If you have any medical problems, particularly allergies and constipation, please tell the doctors about these. Please also bring in any medicines you are currently taking.
You may need to have your bowel prepared for surgery to make sure it’s empty of poo. You may need to take some medicine (or have an enema if you have an existing bowel problem) some time before the operation. Once your bowel is empty, you won’t be allowed to eat any solid foods until after you’ve had the procedure and you’ll only be able to drink clear fluids.
The surgeon will disconnect your appendix from its usual position on the large intestine and open it up to form a tube. The tube is used as the channel for your urine to pass through. You will then connect one end to a small incision (cut) in your bladder and the other end to another small incision in your abdomen.
If you’ve already had your appendix removed or if it’s not suitable, the surgeon may need to use a piece of your small intestine to create the channel.
The surgeon will also create a valve where the tube joins the bladder, which squeezes shut as the bladder fills with urine. This will reduce the chance of urine leaking from the Mitrofanoff.
The procedure takes about three hours, although it may take longer if you’re having another procedure at the same time, such as bladder augmentation. The usual hospital stay is about seven days.
You will come back to the ward to recover. For the first day or two, you will have a drip giving fluids and medicine, until your bowel starts to recover. The drip will be removed when you start eating and drinking again.
Your surgeon will have inserted a catheter into the Mitrofanoff to keep it open. This should stay in place for three to four weeks after the operation.
You may also have a suprapubic catheter for a while after the operation, to allow the bladder and Mitrofanoff to heal. During this time, the catheter will be connected to a collection bag, so urine can drain freely from the bladder.
It’s quite common to have bladder spasms after this type of operation. You might also leak a small amount of urine, which may be tinged with blood. This is quite normal, and we will give you medicine to deal with the bladder spasms before you go home. A few days after the operation, paracetamol or ibuprofen will be enough to deal with any remaining discomfort.

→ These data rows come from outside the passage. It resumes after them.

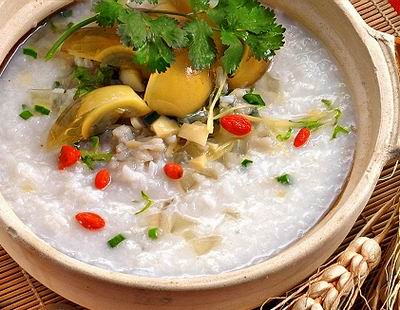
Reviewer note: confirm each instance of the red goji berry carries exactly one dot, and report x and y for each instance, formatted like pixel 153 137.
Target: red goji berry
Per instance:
pixel 302 137
pixel 102 179
pixel 173 171
pixel 68 157
pixel 236 124
pixel 90 221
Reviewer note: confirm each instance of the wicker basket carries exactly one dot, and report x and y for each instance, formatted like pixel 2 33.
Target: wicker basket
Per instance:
pixel 18 290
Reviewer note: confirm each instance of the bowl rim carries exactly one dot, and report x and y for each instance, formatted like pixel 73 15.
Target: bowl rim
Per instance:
pixel 330 224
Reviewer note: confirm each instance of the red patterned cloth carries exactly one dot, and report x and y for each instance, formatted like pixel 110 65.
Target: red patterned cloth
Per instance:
pixel 396 5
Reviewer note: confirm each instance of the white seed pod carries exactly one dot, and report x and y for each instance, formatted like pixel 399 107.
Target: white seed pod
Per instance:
pixel 371 252
pixel 345 282
pixel 359 266
pixel 319 289
pixel 356 245
pixel 346 257
pixel 330 298
pixel 333 273
pixel 304 303
pixel 316 307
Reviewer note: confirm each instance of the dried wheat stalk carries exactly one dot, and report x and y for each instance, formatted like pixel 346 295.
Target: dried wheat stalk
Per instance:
pixel 337 284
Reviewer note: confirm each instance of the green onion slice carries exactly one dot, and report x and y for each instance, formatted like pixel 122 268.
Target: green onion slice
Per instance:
pixel 246 163
pixel 284 179
pixel 42 109
pixel 153 233
pixel 116 240
pixel 25 115
pixel 254 99
pixel 28 51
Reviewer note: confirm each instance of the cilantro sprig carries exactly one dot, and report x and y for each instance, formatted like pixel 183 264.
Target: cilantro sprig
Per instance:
pixel 155 35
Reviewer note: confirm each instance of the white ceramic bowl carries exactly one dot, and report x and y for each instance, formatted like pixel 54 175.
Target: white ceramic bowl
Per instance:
pixel 368 61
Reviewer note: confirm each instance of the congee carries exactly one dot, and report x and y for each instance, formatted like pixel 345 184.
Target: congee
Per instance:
pixel 170 140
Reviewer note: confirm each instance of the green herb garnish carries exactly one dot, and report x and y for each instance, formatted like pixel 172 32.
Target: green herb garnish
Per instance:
pixel 148 203
pixel 116 240
pixel 285 136
pixel 254 99
pixel 26 114
pixel 246 163
pixel 56 84
pixel 337 130
pixel 284 179
pixel 28 51
pixel 88 80
pixel 67 13
pixel 91 158
pixel 155 38
pixel 327 103
pixel 41 109
pixel 152 233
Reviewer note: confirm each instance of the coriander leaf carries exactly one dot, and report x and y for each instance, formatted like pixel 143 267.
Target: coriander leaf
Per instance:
pixel 246 163
pixel 327 103
pixel 284 179
pixel 153 39
pixel 134 29
pixel 108 12
pixel 254 99
pixel 202 52
pixel 233 54
pixel 199 5
pixel 339 130
pixel 338 115
pixel 156 55
pixel 168 29
pixel 88 80
pixel 309 123
pixel 286 136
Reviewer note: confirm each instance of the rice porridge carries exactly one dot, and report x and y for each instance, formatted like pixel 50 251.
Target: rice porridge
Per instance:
pixel 170 200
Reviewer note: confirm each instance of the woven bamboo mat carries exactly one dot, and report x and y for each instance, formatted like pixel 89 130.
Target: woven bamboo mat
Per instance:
pixel 18 290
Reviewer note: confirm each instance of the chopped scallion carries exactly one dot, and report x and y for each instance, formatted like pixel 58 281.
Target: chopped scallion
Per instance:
pixel 153 233
pixel 339 130
pixel 90 158
pixel 95 142
pixel 148 203
pixel 284 179
pixel 246 163
pixel 327 103
pixel 151 118
pixel 30 52
pixel 116 240
pixel 56 84
pixel 26 114
pixel 254 99
pixel 67 13
pixel 285 136
pixel 41 109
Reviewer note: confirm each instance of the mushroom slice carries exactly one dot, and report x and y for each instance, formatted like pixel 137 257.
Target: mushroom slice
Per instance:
pixel 204 245
pixel 180 90
pixel 94 112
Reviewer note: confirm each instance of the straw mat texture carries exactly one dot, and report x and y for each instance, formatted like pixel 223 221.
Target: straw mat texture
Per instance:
pixel 18 290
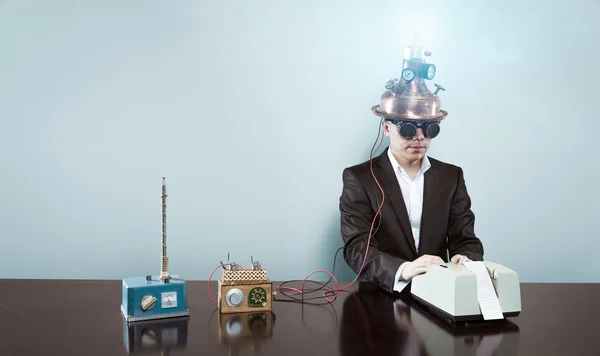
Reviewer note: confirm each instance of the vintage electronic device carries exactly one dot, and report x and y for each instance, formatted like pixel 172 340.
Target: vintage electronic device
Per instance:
pixel 469 291
pixel 164 335
pixel 155 296
pixel 245 290
pixel 241 331
pixel 408 98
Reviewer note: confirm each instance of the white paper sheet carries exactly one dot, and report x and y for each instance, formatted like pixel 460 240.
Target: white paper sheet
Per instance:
pixel 486 294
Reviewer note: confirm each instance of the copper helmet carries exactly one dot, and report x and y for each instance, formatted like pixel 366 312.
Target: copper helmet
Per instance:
pixel 408 98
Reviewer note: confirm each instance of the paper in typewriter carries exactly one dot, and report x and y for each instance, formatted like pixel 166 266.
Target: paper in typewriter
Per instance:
pixel 486 294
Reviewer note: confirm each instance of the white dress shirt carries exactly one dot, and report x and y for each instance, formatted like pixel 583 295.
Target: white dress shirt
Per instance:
pixel 412 192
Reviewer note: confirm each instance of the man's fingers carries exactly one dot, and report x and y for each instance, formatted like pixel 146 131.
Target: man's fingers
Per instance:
pixel 433 259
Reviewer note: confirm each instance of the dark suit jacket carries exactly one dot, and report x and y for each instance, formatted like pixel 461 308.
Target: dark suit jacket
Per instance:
pixel 447 222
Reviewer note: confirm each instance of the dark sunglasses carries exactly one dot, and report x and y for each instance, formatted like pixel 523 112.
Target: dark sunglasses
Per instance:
pixel 408 129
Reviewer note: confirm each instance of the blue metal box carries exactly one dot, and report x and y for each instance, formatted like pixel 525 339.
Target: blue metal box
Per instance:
pixel 148 298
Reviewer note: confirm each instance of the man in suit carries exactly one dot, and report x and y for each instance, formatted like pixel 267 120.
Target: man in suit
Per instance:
pixel 425 217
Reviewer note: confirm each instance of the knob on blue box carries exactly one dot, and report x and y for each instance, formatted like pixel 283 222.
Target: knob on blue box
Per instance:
pixel 155 296
pixel 147 298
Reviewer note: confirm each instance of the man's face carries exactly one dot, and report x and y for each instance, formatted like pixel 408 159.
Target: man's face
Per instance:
pixel 406 149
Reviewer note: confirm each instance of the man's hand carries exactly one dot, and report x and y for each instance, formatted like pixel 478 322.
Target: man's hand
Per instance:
pixel 460 258
pixel 420 265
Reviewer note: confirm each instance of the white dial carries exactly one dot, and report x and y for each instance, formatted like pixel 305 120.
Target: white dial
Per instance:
pixel 148 302
pixel 235 297
pixel 169 300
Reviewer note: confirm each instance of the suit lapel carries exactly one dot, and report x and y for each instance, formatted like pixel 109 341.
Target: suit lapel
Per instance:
pixel 430 200
pixel 393 194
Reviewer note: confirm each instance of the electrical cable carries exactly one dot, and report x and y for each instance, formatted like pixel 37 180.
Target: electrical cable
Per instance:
pixel 337 289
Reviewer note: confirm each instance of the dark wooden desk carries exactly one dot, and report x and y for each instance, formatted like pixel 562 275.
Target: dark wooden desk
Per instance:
pixel 65 317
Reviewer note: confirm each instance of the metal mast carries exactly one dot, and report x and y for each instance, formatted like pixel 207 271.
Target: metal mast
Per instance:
pixel 164 271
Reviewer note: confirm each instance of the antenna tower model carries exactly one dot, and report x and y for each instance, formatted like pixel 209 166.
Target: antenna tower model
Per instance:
pixel 156 296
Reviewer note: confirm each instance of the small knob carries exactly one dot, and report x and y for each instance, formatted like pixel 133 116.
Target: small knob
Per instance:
pixel 234 298
pixel 148 302
pixel 391 84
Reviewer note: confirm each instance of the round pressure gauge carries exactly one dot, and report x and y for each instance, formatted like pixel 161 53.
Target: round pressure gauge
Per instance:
pixel 408 74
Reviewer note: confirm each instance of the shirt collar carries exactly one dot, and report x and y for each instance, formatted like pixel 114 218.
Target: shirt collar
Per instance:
pixel 425 164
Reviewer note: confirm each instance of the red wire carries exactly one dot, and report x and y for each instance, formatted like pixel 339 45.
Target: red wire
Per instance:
pixel 337 289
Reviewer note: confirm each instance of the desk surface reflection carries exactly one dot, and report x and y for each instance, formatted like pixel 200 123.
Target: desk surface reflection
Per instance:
pixel 69 317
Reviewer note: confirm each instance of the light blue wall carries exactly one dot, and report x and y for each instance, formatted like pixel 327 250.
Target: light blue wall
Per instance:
pixel 251 109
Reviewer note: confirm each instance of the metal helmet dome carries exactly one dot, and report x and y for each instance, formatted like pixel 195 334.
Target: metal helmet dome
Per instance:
pixel 409 98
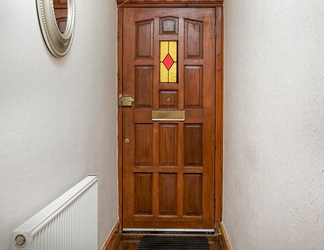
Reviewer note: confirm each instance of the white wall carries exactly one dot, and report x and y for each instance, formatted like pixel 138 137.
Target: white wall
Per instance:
pixel 274 124
pixel 57 116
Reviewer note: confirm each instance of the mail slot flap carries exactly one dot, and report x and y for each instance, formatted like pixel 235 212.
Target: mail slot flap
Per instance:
pixel 168 115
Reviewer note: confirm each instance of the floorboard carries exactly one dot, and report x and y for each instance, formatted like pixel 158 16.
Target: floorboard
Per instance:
pixel 131 241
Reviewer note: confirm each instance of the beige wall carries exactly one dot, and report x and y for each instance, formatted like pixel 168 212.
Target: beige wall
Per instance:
pixel 57 116
pixel 274 124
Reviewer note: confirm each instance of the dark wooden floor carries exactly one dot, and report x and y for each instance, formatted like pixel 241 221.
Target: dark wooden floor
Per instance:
pixel 131 242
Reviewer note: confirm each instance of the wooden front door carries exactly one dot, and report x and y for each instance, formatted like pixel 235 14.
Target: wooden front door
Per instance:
pixel 168 134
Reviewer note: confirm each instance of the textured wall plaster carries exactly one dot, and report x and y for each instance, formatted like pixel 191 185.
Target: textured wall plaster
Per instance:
pixel 274 124
pixel 58 116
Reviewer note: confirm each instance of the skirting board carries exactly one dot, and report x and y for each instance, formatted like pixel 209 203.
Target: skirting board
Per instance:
pixel 225 242
pixel 113 238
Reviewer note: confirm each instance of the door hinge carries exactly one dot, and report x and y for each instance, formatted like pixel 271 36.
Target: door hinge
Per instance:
pixel 125 101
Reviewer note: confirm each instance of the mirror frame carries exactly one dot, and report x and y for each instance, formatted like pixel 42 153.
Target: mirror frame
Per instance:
pixel 58 44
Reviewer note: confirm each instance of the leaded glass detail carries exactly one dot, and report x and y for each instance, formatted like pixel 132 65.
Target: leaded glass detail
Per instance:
pixel 168 61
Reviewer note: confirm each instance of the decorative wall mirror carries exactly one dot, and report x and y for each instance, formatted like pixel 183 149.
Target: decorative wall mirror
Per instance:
pixel 57 21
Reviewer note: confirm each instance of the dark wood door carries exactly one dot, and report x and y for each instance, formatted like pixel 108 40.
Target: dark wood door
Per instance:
pixel 169 131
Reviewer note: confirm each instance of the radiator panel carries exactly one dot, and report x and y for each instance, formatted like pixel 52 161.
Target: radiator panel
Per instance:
pixel 70 222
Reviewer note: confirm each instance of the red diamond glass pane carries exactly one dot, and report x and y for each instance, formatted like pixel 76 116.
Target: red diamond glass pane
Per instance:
pixel 168 61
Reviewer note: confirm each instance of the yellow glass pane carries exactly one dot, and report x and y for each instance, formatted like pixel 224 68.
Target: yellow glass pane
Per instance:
pixel 173 50
pixel 164 73
pixel 164 47
pixel 173 73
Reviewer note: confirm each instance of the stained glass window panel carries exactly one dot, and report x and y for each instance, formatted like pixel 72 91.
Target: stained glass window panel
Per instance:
pixel 168 62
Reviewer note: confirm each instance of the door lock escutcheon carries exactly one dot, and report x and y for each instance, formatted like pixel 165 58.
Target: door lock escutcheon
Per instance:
pixel 125 101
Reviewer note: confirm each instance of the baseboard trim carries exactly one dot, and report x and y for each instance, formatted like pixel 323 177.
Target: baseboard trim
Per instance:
pixel 113 238
pixel 225 242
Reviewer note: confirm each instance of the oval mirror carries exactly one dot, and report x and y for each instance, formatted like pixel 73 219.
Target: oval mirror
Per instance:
pixel 57 21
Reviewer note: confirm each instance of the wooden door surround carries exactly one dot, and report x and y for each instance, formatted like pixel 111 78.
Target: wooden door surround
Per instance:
pixel 218 76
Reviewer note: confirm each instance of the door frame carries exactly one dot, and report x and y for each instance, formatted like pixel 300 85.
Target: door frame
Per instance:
pixel 219 38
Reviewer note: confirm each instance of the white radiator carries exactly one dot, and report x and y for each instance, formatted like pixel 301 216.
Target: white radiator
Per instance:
pixel 68 223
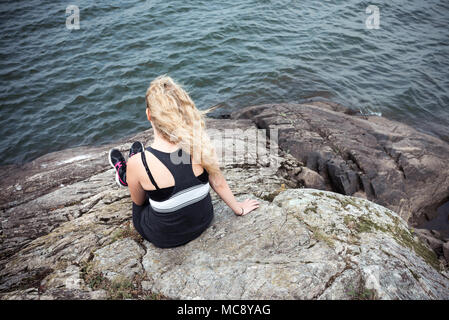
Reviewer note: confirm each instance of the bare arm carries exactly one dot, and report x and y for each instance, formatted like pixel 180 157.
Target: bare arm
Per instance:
pixel 221 187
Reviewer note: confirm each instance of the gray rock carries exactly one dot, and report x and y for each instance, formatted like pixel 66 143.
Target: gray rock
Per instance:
pixel 306 244
pixel 446 251
pixel 121 259
pixel 65 235
pixel 388 162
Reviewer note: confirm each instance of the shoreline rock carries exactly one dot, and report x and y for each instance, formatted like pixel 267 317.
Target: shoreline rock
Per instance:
pixel 372 157
pixel 66 234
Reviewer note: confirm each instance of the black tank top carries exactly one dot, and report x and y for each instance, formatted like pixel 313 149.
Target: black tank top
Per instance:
pixel 175 215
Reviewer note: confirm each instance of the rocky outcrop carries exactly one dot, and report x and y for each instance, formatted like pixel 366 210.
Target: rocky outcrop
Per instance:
pixel 366 156
pixel 67 234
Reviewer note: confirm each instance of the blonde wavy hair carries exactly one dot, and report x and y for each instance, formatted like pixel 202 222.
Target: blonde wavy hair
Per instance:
pixel 176 118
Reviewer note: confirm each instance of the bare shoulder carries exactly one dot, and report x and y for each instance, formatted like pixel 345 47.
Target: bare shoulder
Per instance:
pixel 134 162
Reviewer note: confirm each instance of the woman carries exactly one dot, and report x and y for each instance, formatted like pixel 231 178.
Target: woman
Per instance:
pixel 169 182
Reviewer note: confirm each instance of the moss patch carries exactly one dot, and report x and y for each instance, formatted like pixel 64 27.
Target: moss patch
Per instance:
pixel 270 197
pixel 118 289
pixel 363 224
pixel 319 235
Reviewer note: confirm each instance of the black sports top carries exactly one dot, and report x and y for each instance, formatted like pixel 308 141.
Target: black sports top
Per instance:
pixel 175 215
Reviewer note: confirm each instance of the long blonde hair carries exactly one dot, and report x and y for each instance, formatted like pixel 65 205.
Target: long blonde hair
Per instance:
pixel 175 116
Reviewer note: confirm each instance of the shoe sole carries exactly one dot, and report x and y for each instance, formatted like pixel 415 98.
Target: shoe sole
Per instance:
pixel 143 149
pixel 117 180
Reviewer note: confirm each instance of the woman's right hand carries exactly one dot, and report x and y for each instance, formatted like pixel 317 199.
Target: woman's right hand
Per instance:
pixel 246 207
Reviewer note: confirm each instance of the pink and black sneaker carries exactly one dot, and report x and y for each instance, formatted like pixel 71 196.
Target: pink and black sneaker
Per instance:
pixel 118 162
pixel 136 148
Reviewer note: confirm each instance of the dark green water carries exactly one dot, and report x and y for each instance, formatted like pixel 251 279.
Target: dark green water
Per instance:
pixel 62 88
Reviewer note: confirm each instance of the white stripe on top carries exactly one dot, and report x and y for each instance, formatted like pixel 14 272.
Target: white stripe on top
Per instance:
pixel 181 199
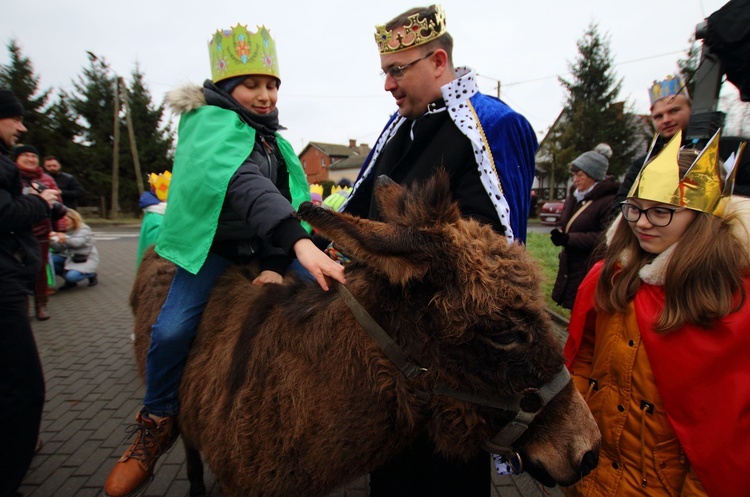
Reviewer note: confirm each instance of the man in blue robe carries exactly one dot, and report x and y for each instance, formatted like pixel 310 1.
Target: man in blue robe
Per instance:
pixel 488 151
pixel 444 121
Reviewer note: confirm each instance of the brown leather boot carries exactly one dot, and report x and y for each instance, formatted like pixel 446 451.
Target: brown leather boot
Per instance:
pixel 40 304
pixel 153 437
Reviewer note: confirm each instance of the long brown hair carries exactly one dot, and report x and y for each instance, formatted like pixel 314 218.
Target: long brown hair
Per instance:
pixel 703 277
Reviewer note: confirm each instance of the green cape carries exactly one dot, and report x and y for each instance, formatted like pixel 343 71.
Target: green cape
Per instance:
pixel 212 144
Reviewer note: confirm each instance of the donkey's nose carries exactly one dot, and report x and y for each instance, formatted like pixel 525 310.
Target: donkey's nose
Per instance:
pixel 589 461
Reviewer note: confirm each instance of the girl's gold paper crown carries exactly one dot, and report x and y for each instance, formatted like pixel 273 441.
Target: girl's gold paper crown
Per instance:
pixel 416 32
pixel 160 184
pixel 701 187
pixel 238 52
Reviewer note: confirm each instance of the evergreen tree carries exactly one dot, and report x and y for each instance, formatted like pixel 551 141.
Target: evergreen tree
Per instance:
pixel 153 137
pixel 94 103
pixel 593 112
pixel 19 77
pixel 62 128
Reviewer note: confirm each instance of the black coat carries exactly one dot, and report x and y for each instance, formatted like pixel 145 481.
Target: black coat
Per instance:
pixel 414 154
pixel 19 248
pixel 71 190
pixel 585 233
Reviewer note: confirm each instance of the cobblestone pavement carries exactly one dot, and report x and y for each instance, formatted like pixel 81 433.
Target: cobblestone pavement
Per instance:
pixel 94 391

All treatments carry an element of risk, but this must be balanced against the quality of life without treatment.
All surgery carries a risk of bleeding during or after the operation. Every anaesthetic carries a risk of complications, but this is very small. Your anaesthetist is a very experienced doctor who is trained to deal with any complications.
After an anaesthetic, you may feel sick and vomit. You may have a headache, sore throat or feel dizzy. These side effects are usually short-lived and not severe.
There’s a chance the Mitrofanoff could be difficult to catheterise, as the opening is too narrow or the valve too tight. This happens in about a quarter of all cases, but it’s easy to correct.
You could catheterise using your urethra, but some people find this quite difficult. Another alternative is to do nothing, but the problem of incontinence will remain.